North Coast Journal

ROOTBOUND


Mr. Neale and the wrecking ball

by Maka MacKenna

I REMEMBER THE GREAT EARTHQUAKE OF 1954, the one that was an eight-something on the scale. I saw it from the vantage of my sandbox.

It was a fine sandbox and a fine vantage point since I had a clear view of the two-story Victorian across the alley. It careened wildly left and right but settled back in its place. I thought this was delightful, of course. Little kids thrive on chaos.

Memory is always suspect, but as far as mine serves me, I spent most of my early childhood in that sandbox, and the rest of it at Lazio's. (The women in my family didn't like to cook.) The sandbox precipitated my only instance of corporal punishment. For whatever reason -- perhaps an earthquake-related trauma? -- I decided to empty its contents into my grandmother's flower bed. This necessitated many trips back and forth with small bucketloads, but the grown-ups were unimpressed with my tenacity and I got the only spanking I can remember. I might have had a promising career as a civil engineer but for this early discouragement.

The earthquake emptied everyone's shelves and leveled every chimney in town. Also, of course, it rendered the beautiful old County Courthouse unsafe. Word went out, it would have to be replaced.

One sunny day Mr. Neale came over from across the street and asked if he could take me downtown to watch the Courthouse go down. The Neales were a wonderful couple, he a retired pharmacist, she the homemaker of a home that was like something out of a magazine. Their garden was always perfect and they had a breakfast nook with "Give us this day our daily bread" inscribed above in German Gothic.

Mr. Neale had taken over the old Bohmannson Pharmacy back when pharmacists were really chemists. The pharmacy drawers he used are still on display at the Clarke Museum, deep wooden boxes with labels like "Bismuth."

A few weeks earlier, he had taken me downtown to watch a Fourth of July parade. "Are you sure it's all right?" he asked. Of course, I told him. When we got back, my parents were getting ready to call the police and it was impressed on me that just because it was all right with me, I still had to get permission.

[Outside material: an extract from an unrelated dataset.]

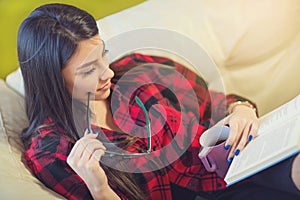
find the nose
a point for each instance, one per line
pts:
(106, 74)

So this time we asked up front, and permission duly granted, we started down H Street. We didn't make very good time -- I was on my tricycle -- but we weren't in a hurry, either.

Every house we passed had a connection for one of us. There was the big house my friend Sharon lived in. That was one of the Daly houses. There was where Dick Adams and his family lived. There was the house where I had many pins stuck in me while being outfitted as a Tiger Lily for the Christmas Festival.

Finally we were downtown in what seemed like a huge crowd. We watched as the baroque curlicues and rounded towers of the glorious old building waited to meet their doom.

Then the wrecking ball started to swing. It smashed into the front, crumbling the walls and knocking the towers into a crazy angle. Back and forth it swung, knocking a bigger hole each time. The crowd watched in silence, knowing something valuable was being lost but maybe not knowing what. Finally, the old courthouse collapsed in a cloud of dust. People started to drift away.

The walk home was quiet, each of us lost in our own thoughts, which neither of us could articulate.

The Neales are gone now, but I never pass their house without thinking of them. The old courthouse was replaced by the mustard yellow bunker distinguished only by its mosaic of a lumberjack in terminal angst. The bunker, too, has been quake-damaged but at this time the county is planning to retrofit it (and eventually paint it salmon to match its new apendage, the jail). If they ever do decide to tear it down some day, I don't think anyone would miss it. I probably wouldn't even show up.

"Rootbound" is an occasional essay on local history/nostalgia that will occasionally replace "Funny Business" when Maka isn't feeling funny.